J'adresse enfin des remerciements très chaleureux à la Rapporteure, aux membres et au secrétariat de la mission d'information.

PermalienPhoto de Geneviève Colot

Monsieur le Président, mes chers collègues, je veux tout d'abord remercier publiquement, devant vous, le Président de la mission pour avoir conduit toutes les réunions que nous avons tenues et la quasi-totalité des déplacements que nous avons effectués, avec l'enthousiasme et la verve que vous lui connaissez tous et une chaleur humaine qui a toujours mis nos interlocuteurs en confiance. Cela nous a permis de nous affranchir de toute langue de bois, et le travail du Rapporteur que je suis n'en a été que plus intéressant et constructif.

S'agissant de la disponibilité des membres de la mission, le président a eu raison de dire qu'elle avait été variable mais il faut bien reconnaître que de par nos fonctions, nous sommes amenés à nous déplacer plus que d'autres ; je le mesure moi-même. Je ne voudrais donc pas que des critiques trop sévères atteignent nos collègues qui ont dû se faire excuser pour de nombreuses réunions mais je suis d'autant plus reconnaissante à ceux qui ont fait l'effort de participer assidûment à nos travaux.

Je voudrais également remercier à mon tour le président Axel Poniatowski qui nous a fait confiance et nous a donné les moyens de travailler largement, pendant une année, sur ces sujets-clefs de notre diplomatie d'influence, qui intéressent beaucoup également nos compatriotes installés à l'étranger.
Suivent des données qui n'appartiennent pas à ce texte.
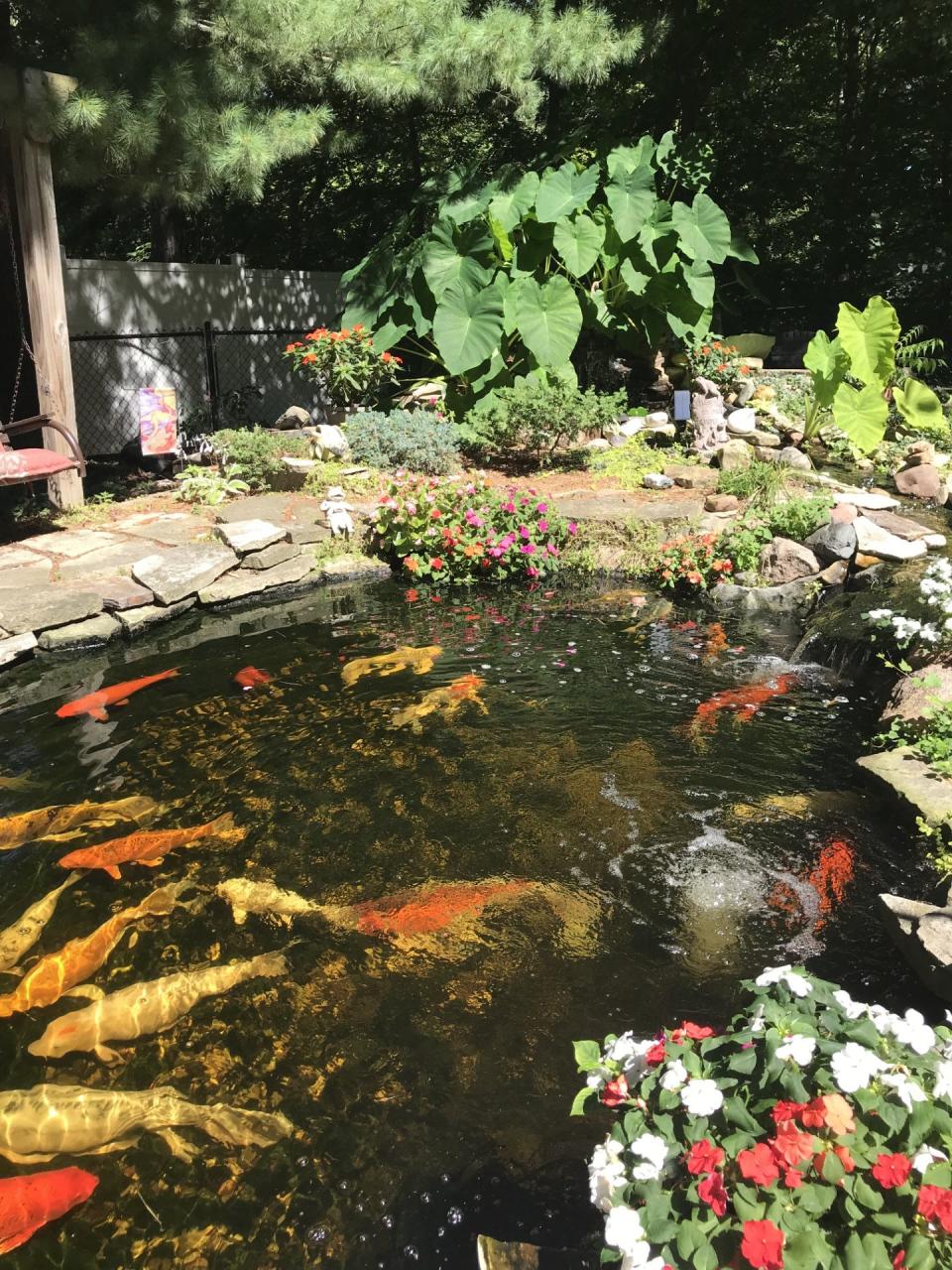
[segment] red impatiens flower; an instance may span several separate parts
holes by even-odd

Enfin, je m'associe bien sûr aux remerciements envers les personnes que nous avons entendues mais surtout envers les ambassades, les lycées français, les centres et instituts culturels, les Alliances françaises et tous les autres organismes français et étrangers auxquels nous avons fait appel pour recueillir la « matière première » de notre rapport.
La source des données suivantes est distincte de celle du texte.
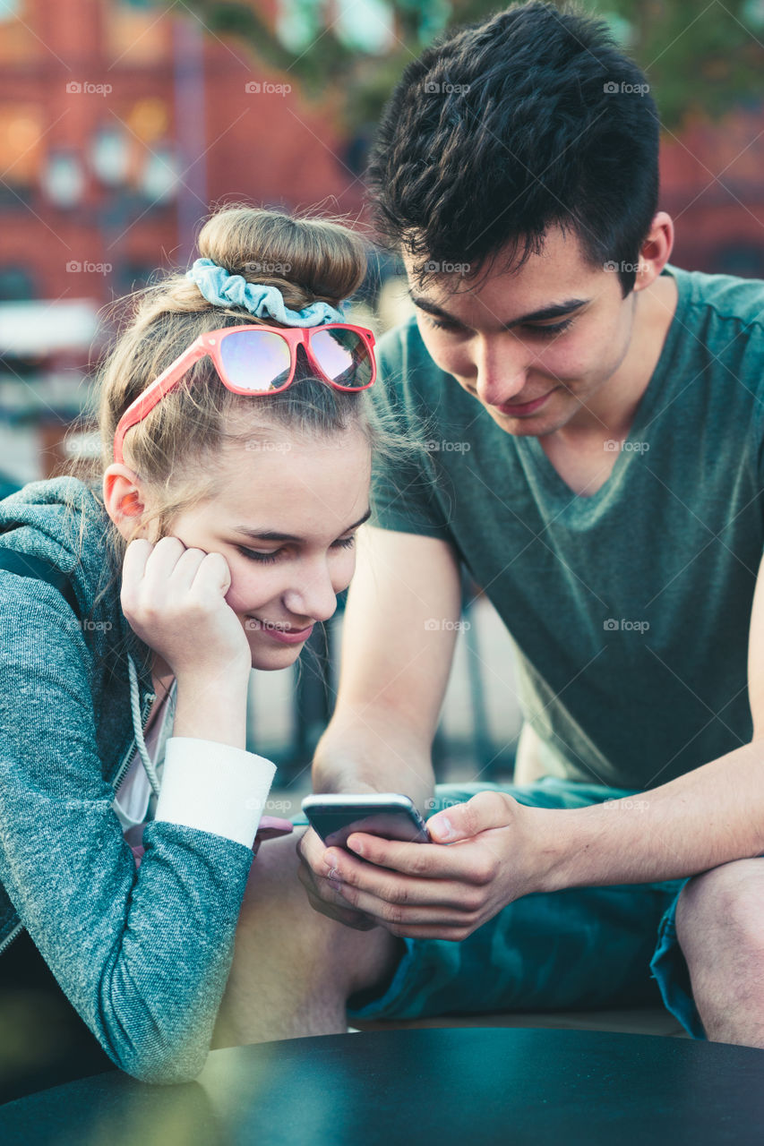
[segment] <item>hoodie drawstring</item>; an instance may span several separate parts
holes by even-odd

Il me revient donc de présenter les conclusions de la mission d'information, que nous avons adoptées tout à l'heure et que nous soumettons à présent à l'ensemble de la commission. Vous vous en souvenez, et le président l'a rappelé à l'instant : j'avais présenté devant vous notre rapport d'étape le 12 janvier dernier, alors que nous avions établi de premiers constats et formulé de premières préconisations. Nous avions aussi dressé la liste des questions à traiter ou laissées en suspens, auxquelles la suite de nos travaux devait permettre d'apporter une réponse. Je vous propose de procéder en deux temps : d'une part, en rappelant nos « conclusions provisoires » de janvier dernier afin de voir quelles confirmations, quelles inflexions ou quels compléments il convient d'apporter aujourd'hui ; d'autre part, en tentant de répondre aux questions demeurées ouvertes.
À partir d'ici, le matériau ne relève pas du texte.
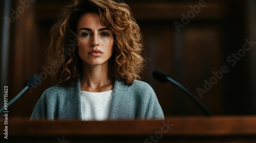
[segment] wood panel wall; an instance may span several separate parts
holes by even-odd
[[[38,0],[12,25],[8,86],[10,98],[22,89],[30,76],[44,74],[45,47],[58,10],[70,1]],[[127,1],[143,34],[147,68],[141,76],[155,90],[166,116],[203,115],[197,105],[178,87],[152,76],[159,69],[183,84],[214,115],[251,114],[249,59],[245,56],[201,98],[197,90],[209,81],[212,72],[227,65],[226,58],[244,43],[244,2],[211,1],[201,8],[178,32],[174,22],[198,1]],[[13,8],[20,5],[15,2]],[[41,93],[54,84],[47,75],[32,93],[27,92],[12,105],[10,116],[29,117]],[[241,108],[242,107],[242,108]],[[236,110],[234,110],[233,109]]]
Premièrement, quelles étaient nos premières préconisations et en quoi avons-nous pu affiner notre position à leur égard ?Penchons-nous tout d'abord sur le réseau d'enseignement à l'étranger. Nous recommandions de plafonner la prise en charge des écolages des élèves français, en fonction du revenu des familles, selon un barème établi par pays de résidence. Les déplacements supplémentaires de la mission ne l'ont pas conduite à changer d'avis. Comme l'a évoqué le Président de la mission, je vous indique que j'ai reçu, conjointement avec une collègue sénatrice, une lettre de mission de la Présidence de la République, pour établir un état des lieux de la prise en charge de la scolarité des enfants français fréquentant le réseau de l'AEFE. Je suis certes familière de ce sujet mais je veux mener sans a priori l'évaluation qui m'a été demandée. Je ne doute pas cependant que les conclusions de cette étude seront conformes à ce que nous allons voter aujourd'hui.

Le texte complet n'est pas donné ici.